How to Make Koji 4: Inoculation to Start Incubation

Marika Groen

April 14, 2022

Last October, American food professionals visited fermented food producers to deepen their knowledge of Japanese fermentation culture during the “Hakko Tourism in Japan” tour campaign. As part of the tour, organizers held a tasting session where guests gave candid advice from the perspective of the American market to food product manufacturers looking to enter the United States market.

Now, are you ready with your hinerimochi and tane-koji of your choice? (see my previous article.) Is your Muro ready to welcome your koji? Welcome to the club, now you can finally inoculate your precious tane-koji starter over your rice!
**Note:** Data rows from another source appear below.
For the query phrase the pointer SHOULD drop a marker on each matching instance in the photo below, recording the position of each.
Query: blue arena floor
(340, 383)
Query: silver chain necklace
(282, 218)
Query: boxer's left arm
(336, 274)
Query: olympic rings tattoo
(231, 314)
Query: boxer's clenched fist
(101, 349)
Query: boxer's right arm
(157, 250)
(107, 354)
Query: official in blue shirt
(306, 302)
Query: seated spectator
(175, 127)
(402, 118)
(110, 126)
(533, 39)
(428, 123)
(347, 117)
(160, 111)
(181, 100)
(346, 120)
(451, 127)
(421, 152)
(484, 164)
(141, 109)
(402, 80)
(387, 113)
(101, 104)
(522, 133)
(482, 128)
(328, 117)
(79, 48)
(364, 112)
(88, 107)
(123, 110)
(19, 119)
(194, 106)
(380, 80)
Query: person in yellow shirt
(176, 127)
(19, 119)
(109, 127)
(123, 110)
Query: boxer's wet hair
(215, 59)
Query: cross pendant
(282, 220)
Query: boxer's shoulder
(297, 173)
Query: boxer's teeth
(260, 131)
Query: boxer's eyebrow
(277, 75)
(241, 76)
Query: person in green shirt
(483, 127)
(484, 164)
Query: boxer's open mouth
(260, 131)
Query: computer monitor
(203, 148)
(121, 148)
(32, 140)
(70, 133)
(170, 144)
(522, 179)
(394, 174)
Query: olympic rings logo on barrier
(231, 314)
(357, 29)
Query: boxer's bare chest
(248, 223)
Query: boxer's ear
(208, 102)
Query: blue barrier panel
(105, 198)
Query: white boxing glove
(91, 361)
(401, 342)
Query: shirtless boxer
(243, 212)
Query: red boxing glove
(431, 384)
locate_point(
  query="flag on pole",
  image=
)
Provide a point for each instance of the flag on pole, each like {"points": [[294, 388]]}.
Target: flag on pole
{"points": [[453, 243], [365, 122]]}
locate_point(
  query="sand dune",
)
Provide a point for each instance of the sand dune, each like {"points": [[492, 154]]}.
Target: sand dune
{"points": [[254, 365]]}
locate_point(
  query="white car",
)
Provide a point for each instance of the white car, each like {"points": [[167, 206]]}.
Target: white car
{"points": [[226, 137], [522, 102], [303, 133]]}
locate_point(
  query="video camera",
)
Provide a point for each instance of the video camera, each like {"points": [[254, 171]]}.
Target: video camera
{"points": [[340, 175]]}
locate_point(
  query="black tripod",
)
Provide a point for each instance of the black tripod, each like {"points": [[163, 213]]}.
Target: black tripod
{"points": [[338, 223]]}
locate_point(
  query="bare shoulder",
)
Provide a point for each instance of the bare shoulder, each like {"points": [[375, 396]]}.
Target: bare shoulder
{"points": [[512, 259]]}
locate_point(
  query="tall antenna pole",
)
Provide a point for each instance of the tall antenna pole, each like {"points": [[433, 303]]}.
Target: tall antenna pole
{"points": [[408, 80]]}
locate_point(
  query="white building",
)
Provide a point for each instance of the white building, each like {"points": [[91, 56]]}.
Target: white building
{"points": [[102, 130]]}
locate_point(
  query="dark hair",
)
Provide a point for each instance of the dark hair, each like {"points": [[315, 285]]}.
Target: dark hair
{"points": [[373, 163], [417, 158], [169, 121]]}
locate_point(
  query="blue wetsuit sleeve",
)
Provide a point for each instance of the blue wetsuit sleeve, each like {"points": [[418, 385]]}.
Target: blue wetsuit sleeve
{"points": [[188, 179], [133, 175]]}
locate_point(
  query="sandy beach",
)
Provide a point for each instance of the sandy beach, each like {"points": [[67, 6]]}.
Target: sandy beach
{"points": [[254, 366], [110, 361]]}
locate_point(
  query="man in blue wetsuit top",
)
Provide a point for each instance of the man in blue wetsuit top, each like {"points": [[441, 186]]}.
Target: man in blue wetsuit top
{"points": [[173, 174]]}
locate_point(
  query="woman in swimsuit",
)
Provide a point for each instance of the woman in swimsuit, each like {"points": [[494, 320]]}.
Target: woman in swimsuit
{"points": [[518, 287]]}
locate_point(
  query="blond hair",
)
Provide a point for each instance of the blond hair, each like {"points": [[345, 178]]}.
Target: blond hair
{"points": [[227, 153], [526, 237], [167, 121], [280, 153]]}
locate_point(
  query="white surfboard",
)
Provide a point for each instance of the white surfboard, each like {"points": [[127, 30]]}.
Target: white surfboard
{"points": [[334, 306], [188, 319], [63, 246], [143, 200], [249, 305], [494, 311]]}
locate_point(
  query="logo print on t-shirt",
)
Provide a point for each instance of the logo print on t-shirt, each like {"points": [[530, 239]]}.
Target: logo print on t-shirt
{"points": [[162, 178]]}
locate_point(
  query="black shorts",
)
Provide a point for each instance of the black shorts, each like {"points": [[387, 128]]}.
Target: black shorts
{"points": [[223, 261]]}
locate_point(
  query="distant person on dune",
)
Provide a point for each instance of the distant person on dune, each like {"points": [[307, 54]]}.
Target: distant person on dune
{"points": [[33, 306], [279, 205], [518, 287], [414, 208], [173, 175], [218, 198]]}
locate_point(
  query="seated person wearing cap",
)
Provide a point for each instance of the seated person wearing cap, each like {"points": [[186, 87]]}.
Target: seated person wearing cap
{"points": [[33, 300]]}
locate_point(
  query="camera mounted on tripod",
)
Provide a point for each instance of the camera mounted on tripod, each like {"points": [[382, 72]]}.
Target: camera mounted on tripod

First thing you’d want to do, is to let your rice cool down to around 43C/110F. Remember the powder inside the bag of tane-koji are babies of koji-kin, so you have to be gentle with the heat to start waking them up. If you let them drop on the freshly steamed substrate, the surface would be over 100C/212F and koji-kin would faint before they wake up. By “wake up”, I mean that they sprout. Yes, tane-koji are just like seeds of vegetables or plants, first thing you need to do is to sow them onto the bed of soil – in this case, rice. By gently sprinkling the tane-koji over gently cooled (but still warm) rice, you wouldn’t burn tane-koji and you can successfully tuck them into their bed.

Rice being cooled down wrapped in clothes
Rice being cooled down wrapped in cloths in a wooden barrel

What happens if you let your rice temperature drop under 43C/110F? That’s not a huge disaster, but the reason why 43C/110F (or even 45C/113F sometimes) are recommended for the inoculation timing is that rice does get cooler and cooler while you are inoculating. The cooler they get, the drier they get. Moisture is the last thing you want to lose, as it’s one of the essential sources for koji to thrive. After all they are mold and the mold doesn’t grow on dry things.
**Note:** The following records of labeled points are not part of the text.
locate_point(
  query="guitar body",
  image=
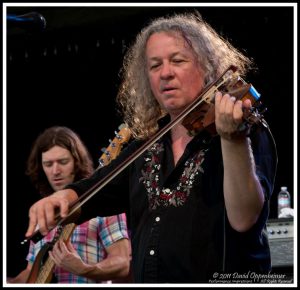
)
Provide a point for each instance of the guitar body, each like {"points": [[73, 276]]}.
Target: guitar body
{"points": [[43, 266], [42, 271]]}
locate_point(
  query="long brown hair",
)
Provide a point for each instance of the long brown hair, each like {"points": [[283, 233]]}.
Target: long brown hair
{"points": [[63, 137]]}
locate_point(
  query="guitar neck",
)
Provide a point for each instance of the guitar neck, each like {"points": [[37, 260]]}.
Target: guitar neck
{"points": [[46, 271]]}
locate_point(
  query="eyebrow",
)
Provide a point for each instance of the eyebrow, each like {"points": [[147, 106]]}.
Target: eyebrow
{"points": [[156, 58]]}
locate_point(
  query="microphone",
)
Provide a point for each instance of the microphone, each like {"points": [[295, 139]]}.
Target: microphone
{"points": [[31, 20]]}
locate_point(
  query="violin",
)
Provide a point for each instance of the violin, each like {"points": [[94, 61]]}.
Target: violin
{"points": [[199, 116], [202, 117]]}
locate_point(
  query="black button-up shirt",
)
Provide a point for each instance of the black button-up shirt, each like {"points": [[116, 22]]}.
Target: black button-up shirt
{"points": [[177, 217]]}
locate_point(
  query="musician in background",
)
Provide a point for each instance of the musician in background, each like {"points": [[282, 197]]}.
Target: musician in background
{"points": [[198, 204], [99, 249]]}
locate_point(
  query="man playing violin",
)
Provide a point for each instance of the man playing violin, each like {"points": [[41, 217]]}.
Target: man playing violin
{"points": [[99, 249], [198, 203]]}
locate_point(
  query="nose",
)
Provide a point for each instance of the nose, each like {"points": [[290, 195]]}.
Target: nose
{"points": [[166, 71]]}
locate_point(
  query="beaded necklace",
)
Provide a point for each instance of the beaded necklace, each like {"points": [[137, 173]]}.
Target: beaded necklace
{"points": [[166, 196]]}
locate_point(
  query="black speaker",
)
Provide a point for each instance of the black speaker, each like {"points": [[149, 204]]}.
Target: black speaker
{"points": [[281, 240]]}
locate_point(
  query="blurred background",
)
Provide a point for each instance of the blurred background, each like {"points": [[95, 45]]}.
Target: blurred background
{"points": [[68, 74]]}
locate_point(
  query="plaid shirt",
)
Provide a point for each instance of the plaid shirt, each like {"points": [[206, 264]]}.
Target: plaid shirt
{"points": [[90, 240]]}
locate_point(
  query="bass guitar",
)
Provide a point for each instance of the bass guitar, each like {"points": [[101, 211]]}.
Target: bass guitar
{"points": [[43, 266]]}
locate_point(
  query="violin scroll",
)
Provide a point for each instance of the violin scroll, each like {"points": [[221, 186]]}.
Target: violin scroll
{"points": [[202, 117]]}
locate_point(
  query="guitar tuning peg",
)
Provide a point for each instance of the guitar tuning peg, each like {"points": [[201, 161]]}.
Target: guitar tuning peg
{"points": [[122, 126], [101, 162], [119, 137]]}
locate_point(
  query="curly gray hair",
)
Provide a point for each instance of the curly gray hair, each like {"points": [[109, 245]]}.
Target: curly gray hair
{"points": [[214, 54]]}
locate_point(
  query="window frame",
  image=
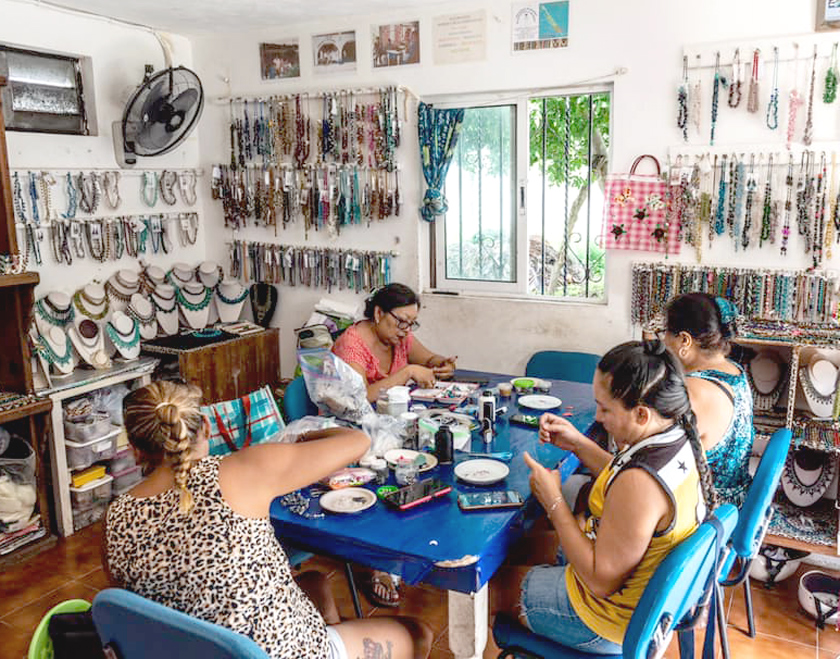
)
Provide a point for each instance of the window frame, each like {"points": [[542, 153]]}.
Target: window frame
{"points": [[518, 289]]}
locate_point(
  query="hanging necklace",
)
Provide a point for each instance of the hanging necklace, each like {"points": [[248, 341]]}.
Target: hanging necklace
{"points": [[808, 135], [772, 118]]}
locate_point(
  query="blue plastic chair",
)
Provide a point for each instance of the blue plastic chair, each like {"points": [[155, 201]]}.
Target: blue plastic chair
{"points": [[296, 401], [572, 366], [137, 628], [755, 517], [668, 604]]}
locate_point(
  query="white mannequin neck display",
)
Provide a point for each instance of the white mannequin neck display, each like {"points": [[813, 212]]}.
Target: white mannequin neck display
{"points": [[120, 287], [91, 302], [166, 308], [55, 309], [210, 273], [142, 311], [124, 335], [89, 341], [194, 301], [230, 298], [57, 351]]}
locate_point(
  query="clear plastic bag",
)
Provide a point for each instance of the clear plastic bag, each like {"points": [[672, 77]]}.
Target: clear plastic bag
{"points": [[334, 386]]}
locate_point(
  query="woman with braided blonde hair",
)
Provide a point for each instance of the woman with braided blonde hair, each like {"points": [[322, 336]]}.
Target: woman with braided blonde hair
{"points": [[195, 534]]}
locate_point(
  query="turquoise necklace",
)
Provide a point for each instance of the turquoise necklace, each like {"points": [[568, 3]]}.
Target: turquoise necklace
{"points": [[194, 306]]}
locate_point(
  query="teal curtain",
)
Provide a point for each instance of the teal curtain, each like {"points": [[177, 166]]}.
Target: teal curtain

Another reason why it’s good to start while rice is a bit warmer than your hand is, you’d probably end up with over 32C/90F when you are all done with inoculating. This is good, because below 32C/90F doesn’t only mean that your rice lost a lot of moisture but also means you took too much time to inoculate and any other microbes present in your environment could have had enough time to jump on cold and wet surface of rice. You would make your best effort to avoid this, unless you are working in a dedicated clean room (like tane-koji or pro koji-makers have).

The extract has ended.